Only batches of spatial targets supported (non-empty 3D tensors) but got targets of size: : [1, 1, 256, 256]

The procedure looks correct.
I would recommend to try to overfit a small data sample (e.g. just 10 data samples) to verify the training procedure does not contain any hidden errors.

I just did a 5 epochs. I have about 250 images.
I’m a bit confused now. The shape of my outputs from the model is torch.Size([5, 4, 224, 224]). Batch size is 5 and there are 4 masks.

Now to get the prediction how do I combine these 4 separate outputs to a single mask ?

pred = torch.argmax(output, 1) would give you the predicted class indices, which you could then pass to your mapping to get the corresponding colors.

Thank you.
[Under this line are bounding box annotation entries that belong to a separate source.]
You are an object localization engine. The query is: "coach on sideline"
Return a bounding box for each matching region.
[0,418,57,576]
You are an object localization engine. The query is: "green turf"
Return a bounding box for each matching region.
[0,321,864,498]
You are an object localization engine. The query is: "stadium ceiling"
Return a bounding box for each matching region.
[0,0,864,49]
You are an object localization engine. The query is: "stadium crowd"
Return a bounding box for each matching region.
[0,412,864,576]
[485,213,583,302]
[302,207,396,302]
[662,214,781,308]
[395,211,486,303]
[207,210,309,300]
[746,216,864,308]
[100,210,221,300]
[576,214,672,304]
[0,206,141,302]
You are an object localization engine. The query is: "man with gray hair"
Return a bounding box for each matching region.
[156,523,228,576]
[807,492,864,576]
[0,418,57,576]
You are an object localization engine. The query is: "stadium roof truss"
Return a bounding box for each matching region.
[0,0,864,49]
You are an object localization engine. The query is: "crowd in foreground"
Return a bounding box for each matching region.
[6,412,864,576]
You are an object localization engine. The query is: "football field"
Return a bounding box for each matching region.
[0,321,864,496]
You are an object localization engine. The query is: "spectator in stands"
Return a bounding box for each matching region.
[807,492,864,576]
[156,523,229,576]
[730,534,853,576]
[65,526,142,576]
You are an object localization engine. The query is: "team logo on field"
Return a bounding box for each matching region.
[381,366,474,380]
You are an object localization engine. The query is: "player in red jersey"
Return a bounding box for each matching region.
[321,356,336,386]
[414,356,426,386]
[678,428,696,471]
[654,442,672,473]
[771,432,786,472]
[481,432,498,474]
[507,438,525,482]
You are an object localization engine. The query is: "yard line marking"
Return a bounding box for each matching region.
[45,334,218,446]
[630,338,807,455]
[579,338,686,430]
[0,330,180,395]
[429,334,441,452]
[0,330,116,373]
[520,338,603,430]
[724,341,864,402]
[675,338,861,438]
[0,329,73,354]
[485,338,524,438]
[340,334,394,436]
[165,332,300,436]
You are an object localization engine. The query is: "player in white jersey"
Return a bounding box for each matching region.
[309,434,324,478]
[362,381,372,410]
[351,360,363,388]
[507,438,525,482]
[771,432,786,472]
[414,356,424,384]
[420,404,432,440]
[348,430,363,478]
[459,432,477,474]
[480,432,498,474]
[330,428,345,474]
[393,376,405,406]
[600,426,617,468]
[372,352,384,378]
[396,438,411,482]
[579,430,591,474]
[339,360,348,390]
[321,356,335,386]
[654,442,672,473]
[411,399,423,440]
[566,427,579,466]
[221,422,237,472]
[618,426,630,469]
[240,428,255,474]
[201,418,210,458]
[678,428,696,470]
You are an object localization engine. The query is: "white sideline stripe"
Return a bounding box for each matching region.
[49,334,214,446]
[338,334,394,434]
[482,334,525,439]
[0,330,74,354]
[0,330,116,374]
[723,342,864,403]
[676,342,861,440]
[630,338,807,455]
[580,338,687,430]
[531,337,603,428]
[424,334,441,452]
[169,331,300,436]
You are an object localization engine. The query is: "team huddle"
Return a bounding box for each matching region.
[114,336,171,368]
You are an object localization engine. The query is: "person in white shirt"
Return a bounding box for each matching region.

This makes sense to use index with the class for mapping!

@ptrblck, turns out my masks weren’t binary images. So what I did was I changed the pixel value to class value wherever there was a non-zero value. Here 2 is one of the classes.

m2 = Image.open(m2_name)
m2 = np.asarray(m2)
m2 = np.where(m2>0, 2, m2)
m2_tensor = self.to_tensor(m2)

Is this a right approach ?

Hello @ptrblck, Thank you. I also faced the same problem and found your solution.
However, my code showing some creepy characters. Like, when I am writing this code,

def validation_step(self, batch, batch_nb):
         x, y = batch
        print(x.size())
        print(y.size())
        y_hat = self.forward(x)
        y = y.squeeze(axis = 1)
        print(y.size())

does not print and work for y = y.squeeze(axis = 1)
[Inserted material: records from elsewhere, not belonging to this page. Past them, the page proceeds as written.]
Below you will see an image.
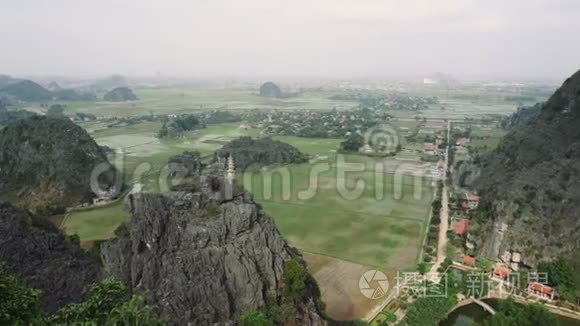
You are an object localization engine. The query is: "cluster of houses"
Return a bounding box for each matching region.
[452,193,558,301]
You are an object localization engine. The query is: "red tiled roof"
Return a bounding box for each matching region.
[463,255,475,267]
[529,282,554,296]
[493,267,511,279]
[453,218,469,235]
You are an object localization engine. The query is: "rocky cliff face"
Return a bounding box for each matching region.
[477,71,580,266]
[0,116,120,207]
[101,176,324,325]
[0,203,101,312]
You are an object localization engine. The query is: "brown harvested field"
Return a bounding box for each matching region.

But, when I am changing a little bit, like, storing the value in another tensor it showed and worked.

y_label = y.squeeze(axis = 1)

Could you tell me, why the code is not working for the first one y = y.squeeze(axis = 1)?

I don’t know, why this should be the case.
Could you post an executable code snippet, which shows this behavior?

Thank you for your comment. I am not sure, what actually executable code snippet!

I gave a post regarding this issue in here.

Let me know your thoughts.

@ptrblck Hey! I am training UNET and I got the same error above. I tried your torch.squeeze(1) and it gave me another error IndexError: Target -2 is out of bounds. and its coming from my loss function. Here is my loss function and training step:

class LogNLLLoss(_WeightedLoss):
    _constants_ = ['weight', 'reduction', 'ignore_index']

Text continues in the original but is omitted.